Active Support Service Ltd
Child Safeguarding Policy No: 142

Purpose of this Document

This document outlines the policy of this organisation in relation to dealing with child safeguarding.  It should be linked to the agency’s main safeguarding of adult’s policy concerning definitions of abuse and its overall approach to safeguarding.  It also should be linked to the policies and procedures of the local safeguarding children’s board, which will reflect a commitment to the government’s strategy as described in its Working together to safeguard children guidance (2015).

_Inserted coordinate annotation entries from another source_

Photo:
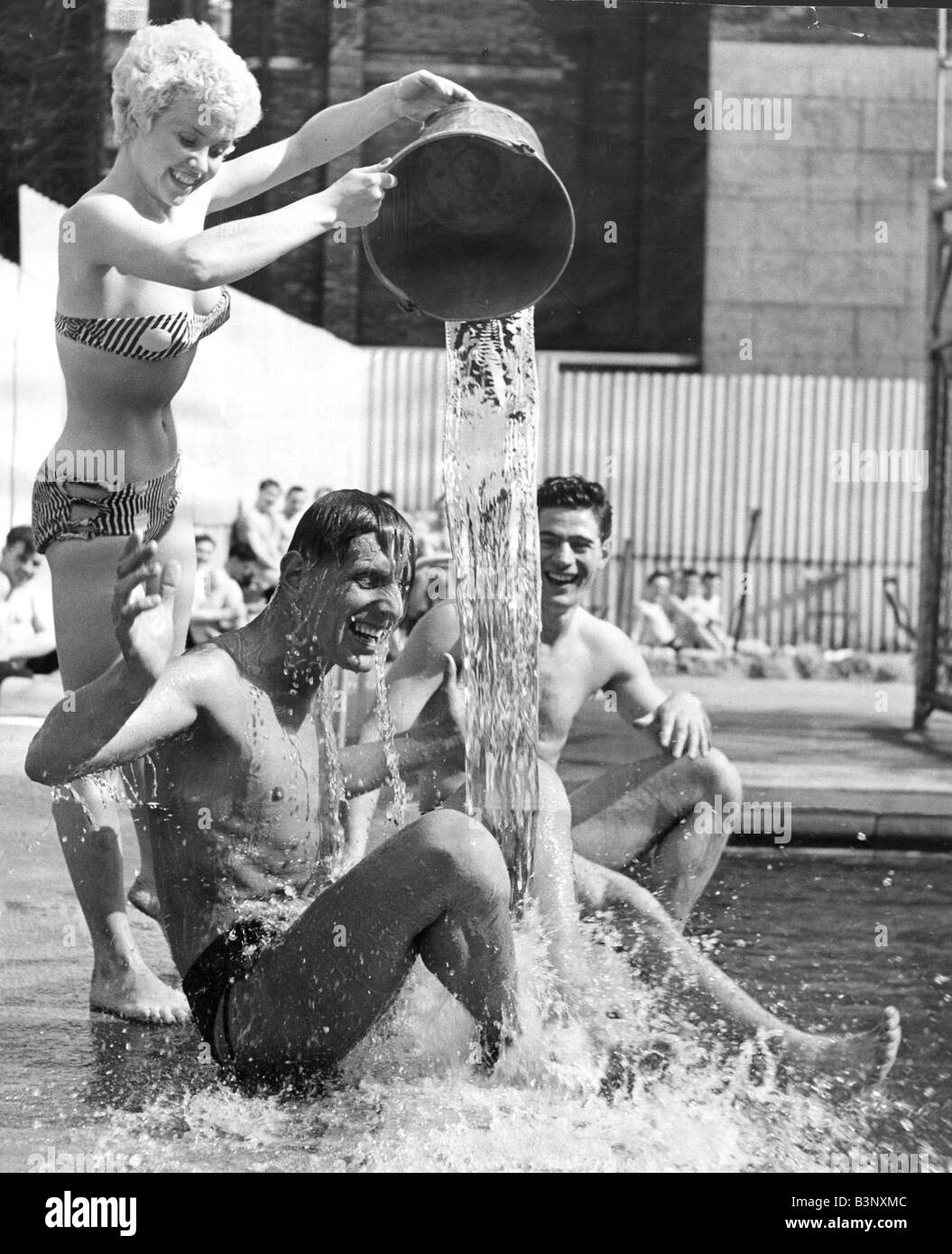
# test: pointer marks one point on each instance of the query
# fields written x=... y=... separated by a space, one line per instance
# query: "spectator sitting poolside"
x=242 y=567
x=691 y=614
x=655 y=627
x=28 y=641
x=218 y=604
x=291 y=514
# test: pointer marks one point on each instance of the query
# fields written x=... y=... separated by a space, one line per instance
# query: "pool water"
x=798 y=929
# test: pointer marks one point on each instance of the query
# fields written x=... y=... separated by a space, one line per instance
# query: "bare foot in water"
x=144 y=898
x=129 y=990
x=859 y=1057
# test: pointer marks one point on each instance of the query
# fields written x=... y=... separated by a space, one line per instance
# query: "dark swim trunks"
x=209 y=980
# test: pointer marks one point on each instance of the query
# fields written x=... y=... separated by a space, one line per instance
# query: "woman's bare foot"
x=859 y=1057
x=144 y=898
x=127 y=989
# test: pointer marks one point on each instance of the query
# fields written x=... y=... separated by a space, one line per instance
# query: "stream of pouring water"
x=489 y=483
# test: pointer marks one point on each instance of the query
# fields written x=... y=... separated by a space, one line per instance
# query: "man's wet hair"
x=22 y=536
x=573 y=492
x=330 y=526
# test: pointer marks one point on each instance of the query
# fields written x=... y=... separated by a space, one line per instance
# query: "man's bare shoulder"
x=208 y=672
x=605 y=641
x=439 y=627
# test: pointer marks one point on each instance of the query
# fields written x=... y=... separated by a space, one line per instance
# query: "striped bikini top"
x=151 y=337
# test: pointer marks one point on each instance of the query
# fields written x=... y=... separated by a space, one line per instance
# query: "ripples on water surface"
x=794 y=928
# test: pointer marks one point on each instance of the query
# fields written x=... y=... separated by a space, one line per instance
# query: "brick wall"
x=791 y=254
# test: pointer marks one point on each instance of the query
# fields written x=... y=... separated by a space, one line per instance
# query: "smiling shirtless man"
x=285 y=964
x=579 y=655
x=288 y=962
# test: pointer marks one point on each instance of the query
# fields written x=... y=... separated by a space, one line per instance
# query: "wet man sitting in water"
x=642 y=810
x=285 y=965
x=286 y=962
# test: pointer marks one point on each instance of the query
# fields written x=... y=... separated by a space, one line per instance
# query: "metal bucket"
x=479 y=225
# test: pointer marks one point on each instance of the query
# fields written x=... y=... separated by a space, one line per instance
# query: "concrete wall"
x=791 y=259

This document is based on the conviction that:

1.      the children we encounter in the course of providing services may be at risk of abuse or harm in various forms

2.      abuse may be committed by the staff of agencies providing care or by others who are in a trusting relationship with a child

3.      our agency has a duty to do everything possible to prevent, report and tackle abuse wherever we encounter it.


Recognising abuse
It is the duty of all members of staff to be vigilant regarding the welfare of children with whom we have contact in the course of providing services.  Staff likely to be in contact with children and their families will be trained to recognise the signs of abuse when they occur and to respond in accordance with national and local child protection policies and procedures.

Reporting abuse
Any member of staff who knows or believes that abuse of a child is occurring has an obligation to report it as quickly as possible to their manager.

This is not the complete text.